Indiscipline, école et soin psychologique ? Aucun pédagogue sérieux n’a jamais voulu pratiquer de thérapie dans sa classe, Fernand OURY, frère du psychiatre Jean OURY, rappelait que vouloir faire de la thérapie en classe reviendrait à peu près à pratiquer « une opération à cœur ouvert dans un grenier. » L’école n’est pas un centre de guérison, ni même un médicament. Mais l’école, lorsqu’elle se veut pédagogique, ce qui ne va pas de soi, peut participer elle aussi, et de façon parfois extrêmement efficace y compris avec des enfants troublés, à la construction d’un sujet au sens psychanalytique du terme. L’école est le lieu où l’on rencontre le monde et les autres, et où, en y donnant sens on va pouvoir quelque peu pacifier cette rencontre. L’école a par elle-même des vertus soignantes pour certains enfants TCC: elle apaise et outille les enfants intellectuellement lorsqu’elle accueille la différence plutôt que de stigmatiser : c’est tout l’enjeu de l’inclusion scolaire
Des troubles psychiques et de leur singularité La question du diagnostic n’est évidemment pas du ressort des enseignants ou des AESH; Néanmoins: troubles du comportement, états limites et borderline, autisme, TED, hyperactivité, psychose ou névrose, troubles associés …Les chapelles de pensée de la psychiatrie et de la psychologie (référents théoriques) et leurs enjeux doivent être connus des intervenants.

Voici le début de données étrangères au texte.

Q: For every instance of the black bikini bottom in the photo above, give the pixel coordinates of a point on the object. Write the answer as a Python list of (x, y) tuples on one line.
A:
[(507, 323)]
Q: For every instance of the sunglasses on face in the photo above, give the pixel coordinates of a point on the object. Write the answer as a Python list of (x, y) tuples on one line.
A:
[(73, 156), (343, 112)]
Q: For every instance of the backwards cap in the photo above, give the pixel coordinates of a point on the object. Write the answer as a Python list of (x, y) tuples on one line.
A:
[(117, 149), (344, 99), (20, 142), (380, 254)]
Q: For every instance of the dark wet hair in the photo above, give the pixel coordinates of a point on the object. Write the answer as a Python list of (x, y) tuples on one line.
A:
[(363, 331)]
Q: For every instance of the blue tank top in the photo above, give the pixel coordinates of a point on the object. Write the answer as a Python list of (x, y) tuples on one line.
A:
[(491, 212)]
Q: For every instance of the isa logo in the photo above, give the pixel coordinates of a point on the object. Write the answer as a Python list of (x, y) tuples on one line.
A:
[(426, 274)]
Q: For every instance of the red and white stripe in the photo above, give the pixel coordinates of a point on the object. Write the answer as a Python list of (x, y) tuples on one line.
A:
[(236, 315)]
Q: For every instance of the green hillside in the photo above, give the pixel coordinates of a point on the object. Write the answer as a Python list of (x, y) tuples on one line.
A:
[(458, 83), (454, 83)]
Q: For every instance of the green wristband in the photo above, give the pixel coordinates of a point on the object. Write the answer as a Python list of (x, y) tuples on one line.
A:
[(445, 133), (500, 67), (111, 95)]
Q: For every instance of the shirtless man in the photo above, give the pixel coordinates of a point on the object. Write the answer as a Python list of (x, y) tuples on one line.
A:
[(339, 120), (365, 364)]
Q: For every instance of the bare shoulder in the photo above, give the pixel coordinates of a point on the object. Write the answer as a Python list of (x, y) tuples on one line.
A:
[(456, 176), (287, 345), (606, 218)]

Mais quoi qu’il advienne gardons à l’esprit que 2 diagnostics identiques porteront toujours sur des enfants particuliers et très différents l’un de l’autre. Dire d’un enfant qu’il est autiste est une précieuse information… qui ne dit pas grand-chose de l’enfant lui-même : il reste à rencontrer ! Si les causes sont multifactorielles et bien souvent plurifactorielles le concept des « enfants non-sécure » (confiance foncière : théories de l’attachement) est celui qui est avancé le plus souvent pour expliquer les difficultés de nombre de ces enfants. (cf. Bowlby, Lorenz, Harlow, Erikson) N’oublions jamais que la frontière entre normal est pathologique n’est jamais figée, qu’elle est tout autant un état de fait qu’une valeur culturelle. Et que nous sommes nous aussi sujets de nos angoisses et de nos passions… « Rien de ce qui est humain ne m’est étranger. » Nietzsche…
Définition communément admise dans le cadre scolaire (Eduscol, ITEP) La notion de trouble des conduites et des comportements s’applique à « des enfants, adolescents ou jeunes adultes qui présentent des difficultés psychologiques dont l’expression, notamment l’intensité des troubles du comportement, perturbe gravement la socialisation et l’accès aux apprentissages. Ces enfants, adolescents et jeunes adultes se trouvent, malgré des potentialités intellectuelles et cognitives préservées, engagés dans un processus handicapant qui nécessite le recours à des actions conjuguées et à un accompagnement personnalisé » (cf. art. D312-59-1 et suivants du Code de l’action sociale et des familles).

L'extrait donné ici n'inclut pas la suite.